What price is Sherry willing to pay to live out her wildest fantasies?

Be Mine

Sherry has a secret admirer. 

When she becomes the recipient of a series of light-hearted love letters, she guesses it must be one of her students playing a prank. As a wife, mother, and dedicated English teacher, she lives a routine, mundane life. Slowly, the letters become more explicit, and Sherry can’t ignore them any longer. Then she learns the identity of the secret admirer, and is stunned, but curious. 

Her husband, Jon, is amused by the letters. Late one night, Jon tells Sherry what he thinks she should do. It’s not what she expected. And if she takes this leap of passion, how far might she fall? 

In this elegantly written novel, Laura Kasischke tells a story of suspense and romance, filled with undeniable passion and intrigue. It explores the deepest desires we have as humans, and the repercussions of trying to fulfill them. 

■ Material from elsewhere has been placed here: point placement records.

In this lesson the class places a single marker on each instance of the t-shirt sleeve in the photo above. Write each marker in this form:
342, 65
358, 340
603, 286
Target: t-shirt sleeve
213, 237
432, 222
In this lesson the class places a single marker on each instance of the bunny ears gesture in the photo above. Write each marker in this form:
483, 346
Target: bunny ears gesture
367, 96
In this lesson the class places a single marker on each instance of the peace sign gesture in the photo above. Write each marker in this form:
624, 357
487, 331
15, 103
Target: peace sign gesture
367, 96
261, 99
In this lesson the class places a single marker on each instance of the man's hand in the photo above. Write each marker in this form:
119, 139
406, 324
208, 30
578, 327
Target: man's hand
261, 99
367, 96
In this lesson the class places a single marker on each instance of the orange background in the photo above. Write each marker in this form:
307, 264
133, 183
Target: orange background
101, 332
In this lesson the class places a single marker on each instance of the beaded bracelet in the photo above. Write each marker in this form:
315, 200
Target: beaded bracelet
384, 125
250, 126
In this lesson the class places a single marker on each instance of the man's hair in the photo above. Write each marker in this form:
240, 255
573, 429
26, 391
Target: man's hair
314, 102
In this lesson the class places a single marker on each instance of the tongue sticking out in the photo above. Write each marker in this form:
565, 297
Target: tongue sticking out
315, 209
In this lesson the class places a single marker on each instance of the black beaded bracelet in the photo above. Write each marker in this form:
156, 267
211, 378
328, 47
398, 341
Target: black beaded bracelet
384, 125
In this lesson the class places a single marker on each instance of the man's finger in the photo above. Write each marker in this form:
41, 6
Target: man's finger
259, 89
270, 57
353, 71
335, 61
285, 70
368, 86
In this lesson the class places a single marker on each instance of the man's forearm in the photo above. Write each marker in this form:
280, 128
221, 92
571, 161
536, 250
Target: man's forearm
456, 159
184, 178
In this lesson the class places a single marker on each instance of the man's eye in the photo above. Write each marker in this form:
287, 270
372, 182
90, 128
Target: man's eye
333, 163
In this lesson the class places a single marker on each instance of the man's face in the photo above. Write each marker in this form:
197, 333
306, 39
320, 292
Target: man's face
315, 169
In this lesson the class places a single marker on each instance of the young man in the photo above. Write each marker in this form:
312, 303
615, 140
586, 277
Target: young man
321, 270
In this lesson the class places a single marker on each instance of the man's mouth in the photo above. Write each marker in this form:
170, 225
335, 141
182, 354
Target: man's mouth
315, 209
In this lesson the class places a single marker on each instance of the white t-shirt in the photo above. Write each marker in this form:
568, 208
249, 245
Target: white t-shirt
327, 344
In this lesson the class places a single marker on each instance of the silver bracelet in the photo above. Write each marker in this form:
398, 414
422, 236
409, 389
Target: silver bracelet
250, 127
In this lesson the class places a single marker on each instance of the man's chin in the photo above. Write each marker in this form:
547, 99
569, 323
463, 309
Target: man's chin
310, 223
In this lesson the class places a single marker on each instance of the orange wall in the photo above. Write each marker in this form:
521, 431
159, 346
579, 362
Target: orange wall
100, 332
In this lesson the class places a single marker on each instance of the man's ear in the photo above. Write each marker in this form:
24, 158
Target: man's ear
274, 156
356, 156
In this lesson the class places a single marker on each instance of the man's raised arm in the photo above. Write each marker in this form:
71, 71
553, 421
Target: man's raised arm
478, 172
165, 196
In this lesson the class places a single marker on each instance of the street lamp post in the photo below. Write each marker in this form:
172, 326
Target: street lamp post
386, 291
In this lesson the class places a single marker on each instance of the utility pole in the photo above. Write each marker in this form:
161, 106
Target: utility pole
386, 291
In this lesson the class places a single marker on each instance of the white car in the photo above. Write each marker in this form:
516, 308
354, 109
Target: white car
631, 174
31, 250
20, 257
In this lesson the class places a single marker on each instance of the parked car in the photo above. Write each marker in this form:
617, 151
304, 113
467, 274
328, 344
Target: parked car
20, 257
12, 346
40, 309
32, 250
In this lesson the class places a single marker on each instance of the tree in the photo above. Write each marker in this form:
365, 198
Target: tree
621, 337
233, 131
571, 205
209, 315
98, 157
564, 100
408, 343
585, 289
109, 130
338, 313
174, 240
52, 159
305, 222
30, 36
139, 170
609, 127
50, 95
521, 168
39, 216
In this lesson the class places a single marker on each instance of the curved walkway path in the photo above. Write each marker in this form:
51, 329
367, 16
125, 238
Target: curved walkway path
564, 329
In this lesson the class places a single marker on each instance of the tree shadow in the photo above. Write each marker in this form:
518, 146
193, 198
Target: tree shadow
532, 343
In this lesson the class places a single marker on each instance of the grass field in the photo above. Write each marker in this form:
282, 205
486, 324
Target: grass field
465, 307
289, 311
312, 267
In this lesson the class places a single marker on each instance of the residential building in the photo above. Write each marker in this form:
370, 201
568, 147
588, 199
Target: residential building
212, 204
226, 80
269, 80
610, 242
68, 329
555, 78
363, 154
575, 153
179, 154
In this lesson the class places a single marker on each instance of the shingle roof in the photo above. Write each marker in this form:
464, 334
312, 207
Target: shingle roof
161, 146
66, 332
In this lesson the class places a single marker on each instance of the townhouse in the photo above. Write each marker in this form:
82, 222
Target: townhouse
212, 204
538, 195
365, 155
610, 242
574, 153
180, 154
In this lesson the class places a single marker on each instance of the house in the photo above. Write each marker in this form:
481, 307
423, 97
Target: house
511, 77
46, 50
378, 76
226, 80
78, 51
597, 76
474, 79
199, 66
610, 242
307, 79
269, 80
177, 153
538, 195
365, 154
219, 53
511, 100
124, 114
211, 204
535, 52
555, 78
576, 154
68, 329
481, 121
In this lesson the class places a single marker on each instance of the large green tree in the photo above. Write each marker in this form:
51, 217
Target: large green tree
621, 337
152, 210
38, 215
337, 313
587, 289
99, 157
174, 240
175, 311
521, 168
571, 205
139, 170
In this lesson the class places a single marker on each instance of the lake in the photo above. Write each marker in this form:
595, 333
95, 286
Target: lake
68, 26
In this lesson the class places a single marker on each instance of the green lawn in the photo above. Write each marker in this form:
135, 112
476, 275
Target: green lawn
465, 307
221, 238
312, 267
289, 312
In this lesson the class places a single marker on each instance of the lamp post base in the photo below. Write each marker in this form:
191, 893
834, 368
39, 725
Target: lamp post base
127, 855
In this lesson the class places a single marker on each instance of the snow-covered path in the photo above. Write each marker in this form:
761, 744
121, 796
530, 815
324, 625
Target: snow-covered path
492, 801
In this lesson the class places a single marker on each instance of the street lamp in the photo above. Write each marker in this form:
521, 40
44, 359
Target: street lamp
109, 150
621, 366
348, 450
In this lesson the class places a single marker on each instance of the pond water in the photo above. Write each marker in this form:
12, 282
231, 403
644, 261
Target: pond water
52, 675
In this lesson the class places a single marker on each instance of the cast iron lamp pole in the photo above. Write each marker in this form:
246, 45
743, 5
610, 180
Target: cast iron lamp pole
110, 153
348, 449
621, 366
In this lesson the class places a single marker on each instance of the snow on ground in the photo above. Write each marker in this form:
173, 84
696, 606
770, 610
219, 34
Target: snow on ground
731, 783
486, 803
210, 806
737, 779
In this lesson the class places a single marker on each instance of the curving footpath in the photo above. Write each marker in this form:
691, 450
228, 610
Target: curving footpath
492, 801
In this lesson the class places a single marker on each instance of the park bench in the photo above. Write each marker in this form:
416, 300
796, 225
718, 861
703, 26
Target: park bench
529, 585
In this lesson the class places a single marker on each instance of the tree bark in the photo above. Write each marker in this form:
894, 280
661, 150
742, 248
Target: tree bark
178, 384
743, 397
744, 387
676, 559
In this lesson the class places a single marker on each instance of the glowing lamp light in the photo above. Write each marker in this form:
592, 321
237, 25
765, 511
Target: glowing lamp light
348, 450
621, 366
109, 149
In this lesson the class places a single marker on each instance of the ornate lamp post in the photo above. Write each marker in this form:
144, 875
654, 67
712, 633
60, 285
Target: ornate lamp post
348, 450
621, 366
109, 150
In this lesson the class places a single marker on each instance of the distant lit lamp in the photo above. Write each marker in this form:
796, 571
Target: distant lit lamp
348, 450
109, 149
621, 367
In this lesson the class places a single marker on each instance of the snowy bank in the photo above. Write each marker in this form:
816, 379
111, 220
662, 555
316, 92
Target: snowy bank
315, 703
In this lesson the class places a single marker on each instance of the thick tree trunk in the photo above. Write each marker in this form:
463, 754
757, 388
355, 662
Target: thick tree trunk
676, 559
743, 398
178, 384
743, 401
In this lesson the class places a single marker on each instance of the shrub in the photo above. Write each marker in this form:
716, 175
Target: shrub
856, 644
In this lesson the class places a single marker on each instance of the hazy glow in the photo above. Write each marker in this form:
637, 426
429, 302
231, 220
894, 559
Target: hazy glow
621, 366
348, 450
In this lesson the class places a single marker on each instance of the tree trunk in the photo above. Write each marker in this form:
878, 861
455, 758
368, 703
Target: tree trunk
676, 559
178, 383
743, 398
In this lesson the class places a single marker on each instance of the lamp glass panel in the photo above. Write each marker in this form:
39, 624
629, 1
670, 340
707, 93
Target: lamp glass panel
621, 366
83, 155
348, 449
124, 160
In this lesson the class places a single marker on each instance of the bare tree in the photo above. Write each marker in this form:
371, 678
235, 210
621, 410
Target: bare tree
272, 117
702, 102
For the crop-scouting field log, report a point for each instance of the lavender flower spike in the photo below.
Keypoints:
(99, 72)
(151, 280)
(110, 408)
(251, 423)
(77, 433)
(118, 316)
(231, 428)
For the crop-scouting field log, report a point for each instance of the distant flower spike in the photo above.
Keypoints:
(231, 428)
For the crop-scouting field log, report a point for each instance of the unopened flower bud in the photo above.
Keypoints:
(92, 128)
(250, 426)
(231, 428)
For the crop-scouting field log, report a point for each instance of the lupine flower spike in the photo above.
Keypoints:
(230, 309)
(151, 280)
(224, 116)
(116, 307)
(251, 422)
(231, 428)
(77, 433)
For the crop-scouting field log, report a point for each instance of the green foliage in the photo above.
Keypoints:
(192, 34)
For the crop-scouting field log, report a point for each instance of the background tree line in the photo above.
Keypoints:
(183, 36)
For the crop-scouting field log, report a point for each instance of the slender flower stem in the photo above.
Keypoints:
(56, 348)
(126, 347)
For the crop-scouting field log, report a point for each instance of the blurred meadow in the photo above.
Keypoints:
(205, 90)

Read on for a steamy excerpt from Be Mine, and then download the book. 




Be Mine

By Laura Kasischke

A hangover this morning. And, from sex, the exertion of it, my stomach muscles ache. I’m sore between my legs. A stinging burn just under the skin of my inner thighs. All these familiar, nearly forgotten, vague pains of passion.

“I want you to find out who this secret admirer is,” Jon said last night, turning me over, looking into my face as he entered me, “and fuck him.”

“Okay,” I whispered.

“I want you to let him do anything he wants to you,” he said.


“I want you to fuck another man.”

Jon’s eyes were narrowed, and the look on his face was more intense than any expression I’d seen there for years. My heart sped up, seeing it, as if I’d caught a glimpse of an animal at the zoo, outside its cage, or a man sauntering into the bank with a gun. Anything could happen here, now, I thought, and I was as excited as I was afraid to find myself in this ordinary place suddenly lit up with so much extraordinary potential.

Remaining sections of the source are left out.